Rising Declaratives and the Semantics-Pragmatics Interface
Rising declaratives provide a test case for theories of how clause types relate to speech acts at the semantics-pragmatics interface. For example, matrix declarative clauses are canonically used to make assertions, and so usually commit the speaker to the truth of the proposition they express, as well as signal the speaker's goal of having the addressee believe that proposition as well. However, produce a declarative with the rising intonation typically used in a polar question, and it now seems to be used to ask a question. In English, the resulting rising declarative has a special pragmatic requirement that there be some contextual evidence in favor of the proposition denoted by the clause. Any attempt to explain why clause types have the pragmatic effects they do will also need to explain this exception to the rule.

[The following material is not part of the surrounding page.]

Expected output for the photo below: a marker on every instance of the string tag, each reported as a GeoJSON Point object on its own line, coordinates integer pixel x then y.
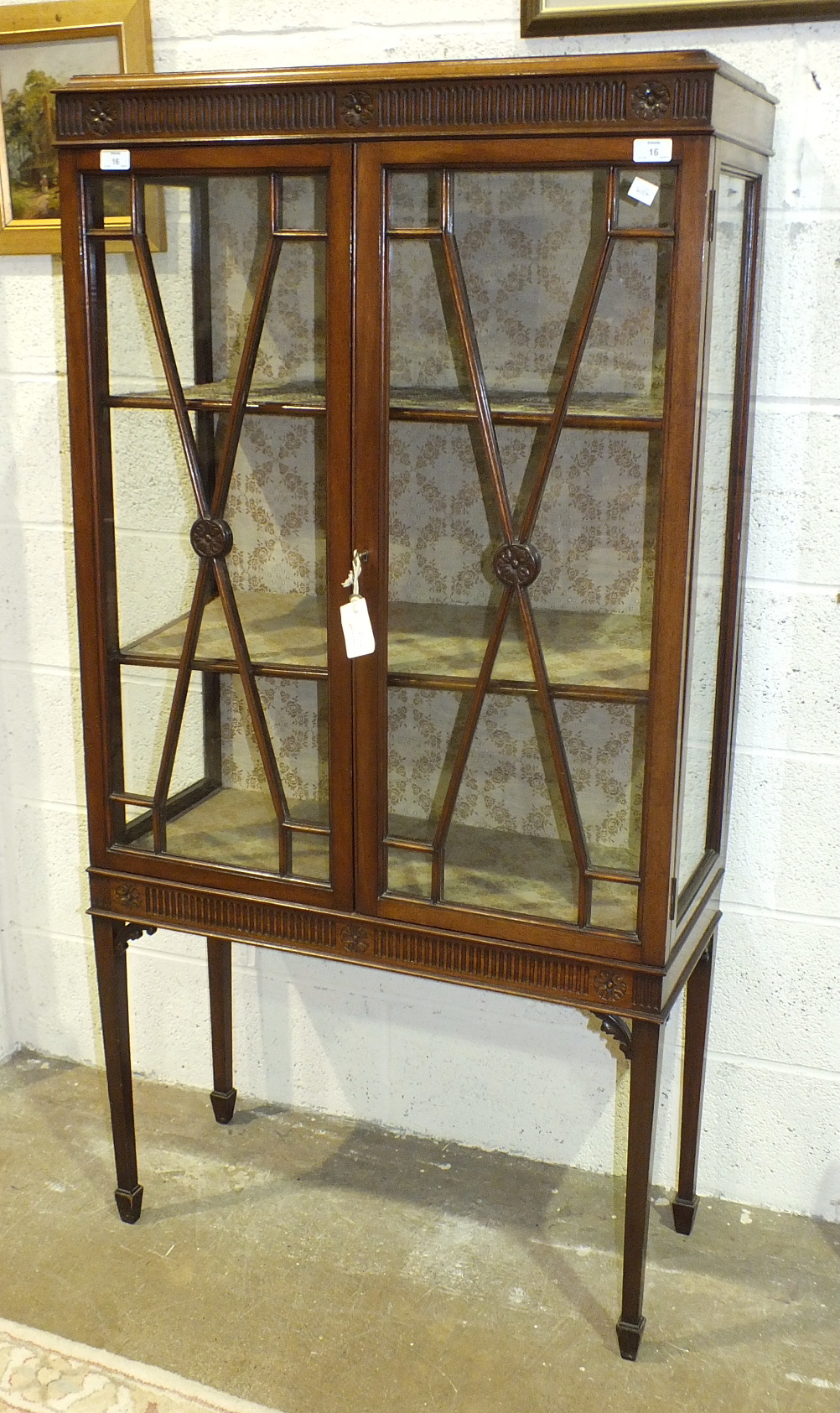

In this talk, I show that the facts are more complex than typically assumed, and that dealing with this complication casts some new light on the semantics-pragmatics interface. The complication is that, while rising declaratives are frequently used to ask questions, they can also be used to make assertions much like falling declaratives, and there is reason to believe that the grammatical ingredients involved—declarative clauses and polar question rises—are the same across these two different uses. I argue that the grammatical ingredients deserve a unified semantics across their different uses, and offer an explanation for how semantics, context, and pragmatics conspire to produce the speech act interpretations observed.